No município de Piatã, o agricultor Delci Moreira, de 53 anos, mostrou à Folha o que aconteceu na comunidade de Lagoa de Bastos desde a chegada do parque eólico da Pan American Energy (PAE) na região. Ele é chamado pela empresa como o “pai do menino”. Em uma vala de drenagem de chuva construída pelo empreendimento, seu filho de 13 anos ficou soterrado até a cintura durante uma brincadeira com amigos no ano passado. Um deles, Paulo Gustavo, de mesma idade, foi soterrado até o pescoço e morreu sufocado.

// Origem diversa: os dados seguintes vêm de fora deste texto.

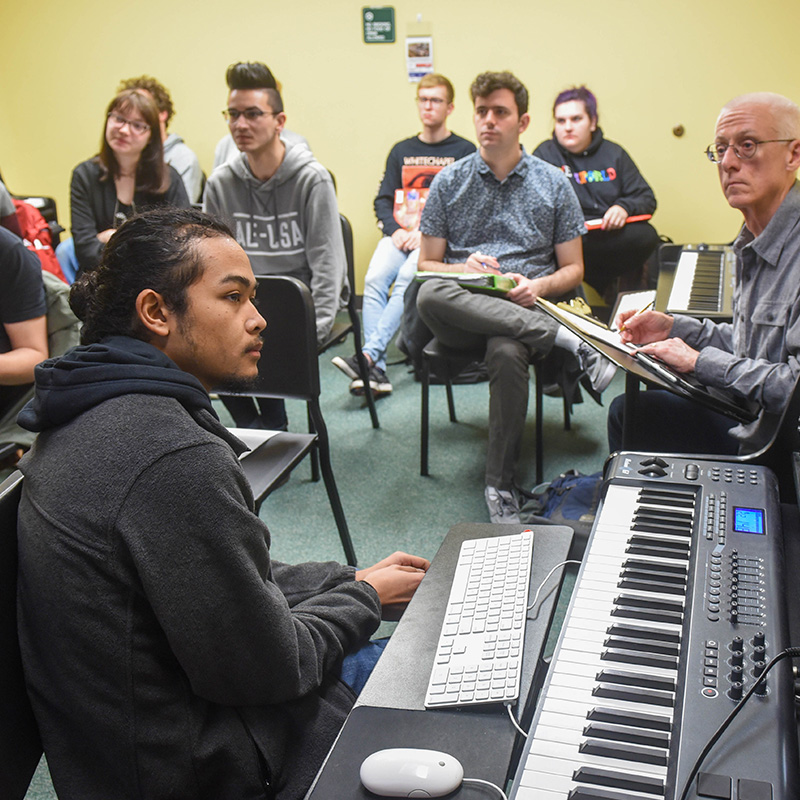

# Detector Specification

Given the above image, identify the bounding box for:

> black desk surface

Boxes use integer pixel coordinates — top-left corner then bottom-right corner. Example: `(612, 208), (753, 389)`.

(307, 523), (573, 800)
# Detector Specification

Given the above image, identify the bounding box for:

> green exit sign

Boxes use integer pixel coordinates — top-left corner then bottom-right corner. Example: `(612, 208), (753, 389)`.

(361, 6), (394, 44)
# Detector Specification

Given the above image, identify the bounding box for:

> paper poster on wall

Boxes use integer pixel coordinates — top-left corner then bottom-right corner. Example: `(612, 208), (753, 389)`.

(406, 36), (433, 83)
(361, 6), (395, 44)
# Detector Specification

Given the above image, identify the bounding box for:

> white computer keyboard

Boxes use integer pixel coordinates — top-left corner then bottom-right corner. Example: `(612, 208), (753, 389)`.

(425, 531), (533, 708)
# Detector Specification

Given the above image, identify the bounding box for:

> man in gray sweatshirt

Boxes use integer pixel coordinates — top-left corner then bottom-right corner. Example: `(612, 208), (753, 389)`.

(15, 209), (429, 800)
(203, 62), (346, 428)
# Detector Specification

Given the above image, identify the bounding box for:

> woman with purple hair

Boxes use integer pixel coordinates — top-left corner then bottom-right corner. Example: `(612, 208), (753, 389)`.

(533, 86), (659, 295)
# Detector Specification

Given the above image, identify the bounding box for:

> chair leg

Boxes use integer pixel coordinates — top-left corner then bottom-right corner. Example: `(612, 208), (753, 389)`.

(444, 375), (458, 422)
(348, 308), (380, 428)
(533, 364), (544, 486)
(419, 355), (431, 475)
(309, 404), (357, 567)
(306, 403), (319, 483)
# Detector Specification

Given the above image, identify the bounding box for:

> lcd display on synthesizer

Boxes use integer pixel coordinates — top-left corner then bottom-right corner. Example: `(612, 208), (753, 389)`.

(733, 506), (766, 534)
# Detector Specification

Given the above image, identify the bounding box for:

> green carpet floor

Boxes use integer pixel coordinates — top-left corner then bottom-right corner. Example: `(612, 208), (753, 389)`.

(20, 332), (624, 800)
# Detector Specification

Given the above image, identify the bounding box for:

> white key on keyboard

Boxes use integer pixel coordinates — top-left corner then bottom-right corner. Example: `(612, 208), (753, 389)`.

(425, 531), (533, 708)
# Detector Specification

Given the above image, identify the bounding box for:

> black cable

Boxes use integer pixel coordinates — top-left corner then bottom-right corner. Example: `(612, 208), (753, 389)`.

(679, 647), (800, 800)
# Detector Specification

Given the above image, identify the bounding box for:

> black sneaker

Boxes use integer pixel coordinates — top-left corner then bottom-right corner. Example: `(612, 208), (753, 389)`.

(331, 353), (360, 380)
(350, 367), (392, 397)
(578, 342), (617, 405)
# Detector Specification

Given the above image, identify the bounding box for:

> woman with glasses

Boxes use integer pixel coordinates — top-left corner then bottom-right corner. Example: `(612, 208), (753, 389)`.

(533, 86), (659, 299)
(63, 89), (190, 277)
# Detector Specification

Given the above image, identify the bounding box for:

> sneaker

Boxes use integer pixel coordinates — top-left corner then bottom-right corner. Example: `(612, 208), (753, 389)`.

(577, 342), (617, 405)
(350, 367), (392, 397)
(486, 486), (520, 525)
(331, 353), (360, 380)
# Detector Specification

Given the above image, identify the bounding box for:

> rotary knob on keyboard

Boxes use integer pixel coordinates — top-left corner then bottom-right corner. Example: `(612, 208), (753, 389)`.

(753, 661), (767, 696)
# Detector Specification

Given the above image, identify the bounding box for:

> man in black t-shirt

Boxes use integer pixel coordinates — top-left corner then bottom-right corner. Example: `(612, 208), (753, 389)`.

(0, 228), (48, 454)
(333, 73), (475, 397)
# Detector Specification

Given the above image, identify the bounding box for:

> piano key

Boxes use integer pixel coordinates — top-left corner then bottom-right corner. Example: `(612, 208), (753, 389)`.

(595, 669), (676, 692)
(583, 722), (670, 751)
(578, 739), (668, 767)
(574, 766), (664, 795)
(542, 687), (672, 730)
(592, 683), (675, 708)
(526, 739), (667, 788)
(586, 705), (672, 731)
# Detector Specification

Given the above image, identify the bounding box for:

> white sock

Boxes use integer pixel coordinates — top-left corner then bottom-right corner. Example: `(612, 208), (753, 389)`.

(553, 325), (583, 356)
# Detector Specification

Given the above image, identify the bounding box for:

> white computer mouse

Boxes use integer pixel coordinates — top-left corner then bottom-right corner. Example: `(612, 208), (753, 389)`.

(361, 747), (464, 797)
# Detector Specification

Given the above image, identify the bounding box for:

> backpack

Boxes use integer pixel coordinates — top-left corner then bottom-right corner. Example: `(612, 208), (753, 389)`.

(14, 198), (68, 283)
(520, 469), (603, 558)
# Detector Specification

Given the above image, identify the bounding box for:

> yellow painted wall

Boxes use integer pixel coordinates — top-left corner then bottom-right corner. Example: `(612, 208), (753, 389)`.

(0, 0), (800, 288)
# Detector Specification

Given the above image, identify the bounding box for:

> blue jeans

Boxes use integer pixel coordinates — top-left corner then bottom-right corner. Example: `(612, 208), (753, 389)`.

(56, 239), (80, 283)
(339, 639), (389, 694)
(361, 236), (419, 370)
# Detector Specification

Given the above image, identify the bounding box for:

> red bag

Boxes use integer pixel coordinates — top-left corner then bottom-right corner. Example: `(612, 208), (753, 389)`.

(14, 198), (69, 283)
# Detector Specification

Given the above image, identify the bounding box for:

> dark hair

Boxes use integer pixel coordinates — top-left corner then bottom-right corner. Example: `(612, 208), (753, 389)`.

(69, 207), (234, 344)
(117, 75), (175, 127)
(469, 72), (528, 116)
(417, 72), (456, 104)
(225, 61), (279, 91)
(97, 89), (169, 194)
(553, 86), (597, 123)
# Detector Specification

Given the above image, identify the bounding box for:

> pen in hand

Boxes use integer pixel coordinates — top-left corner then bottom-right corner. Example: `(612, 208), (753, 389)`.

(619, 300), (655, 333)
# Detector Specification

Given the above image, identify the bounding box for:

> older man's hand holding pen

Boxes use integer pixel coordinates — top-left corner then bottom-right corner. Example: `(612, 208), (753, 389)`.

(616, 310), (700, 373)
(614, 306), (672, 344)
(464, 252), (501, 275)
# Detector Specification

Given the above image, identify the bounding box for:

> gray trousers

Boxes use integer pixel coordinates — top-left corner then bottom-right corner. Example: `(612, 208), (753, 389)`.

“Eles (da PAE) vêm dizer que não foram os responsáveis. Como não, se isso não existia antes?”, disse Moreira, que contou que a vala foi aberta na construção da estrada em 2023 para a passagem de equipamentos. Como a comunidade era contra, a PAE prometeu fechar a via ao final das obras, o que não foi cumprido.
“Vi meu filho todo cheio de terra, na cabeça só tinha limpo o olho. Vi meu filho morto. Quando arribei a cabeça dele… não suportava”, contou Ilza Oliveira, 57, mãe de Paulo Gustavo. Ela afirma que não recebeu visita dos executivos da PAE, que também não ofereceu auxílio psicológico.
Os moradores de Lagoa de Bastos vivem da agricultura familiar em uma região com pinturas rupestres, nascentes de água e a árvore Gameleira. Em 2013, sem saber, entraram no primeiro Atlas Eólico da Bahia, iniciativa do governo para anunciar os recursos eólicos e atrair empresas. Dez anos depois chegou a PAE, empresa de gás argentina, com investimento de R$ 3 bilhões para construir parques eólicos em seis cidades da região, incluindo Piatã.
Além da morte de Paulo Gustavo, moradores relataram os impactos sofridos desde a ampliação das estradas para a passagem de veículos pesados, o que provocou rachaduras nas casas. “Foram embora e deixaram o prejuízo”, diz Adilson Pereira, 47. A casa dele ficou com rachaduras após as obras.
A notícia sobre a usina da PAE ter levado empregos à comunidade, segundo Adilson, não procede. “Não teve emprego para todo mundo, só para alguns mais jovens”, disse. Já Isabel dos Anjos, 75, afirma que não tem paz. “Quando está seco, é poeira demais. Quando está chovendo, fica um lameiro, não consigo andar”.
Se tem poeira em excesso, falta água. Apesar dos grandes investimentos na região, a comunidade não recebe água encanada suficiente, e as nascentes que a abasteciam estão secando.
Em tempo: O avanço de projetos de fontes renováveis sobre Comunidades Tradicionais foi tema do 1º Encontro Nacional do Movimento dos Atingidos por Renováveis (MAR), no final de maio, em Lagoa Seca, na Paraíba. O encontro abordou a falta de diálogo com os governantes e discutiu o que pode ser feito nos territórios diante desse avanço, informa o Correio da Bahia. “Vejo a história da colonização se repetir, com nossas mulheres sendo ludibriadas pelos homens que chegam com estes empreendimentos como novas formas de estupro”, protestou Sara Payayá, de Morro do Chapéu, na Chapada Diamantina.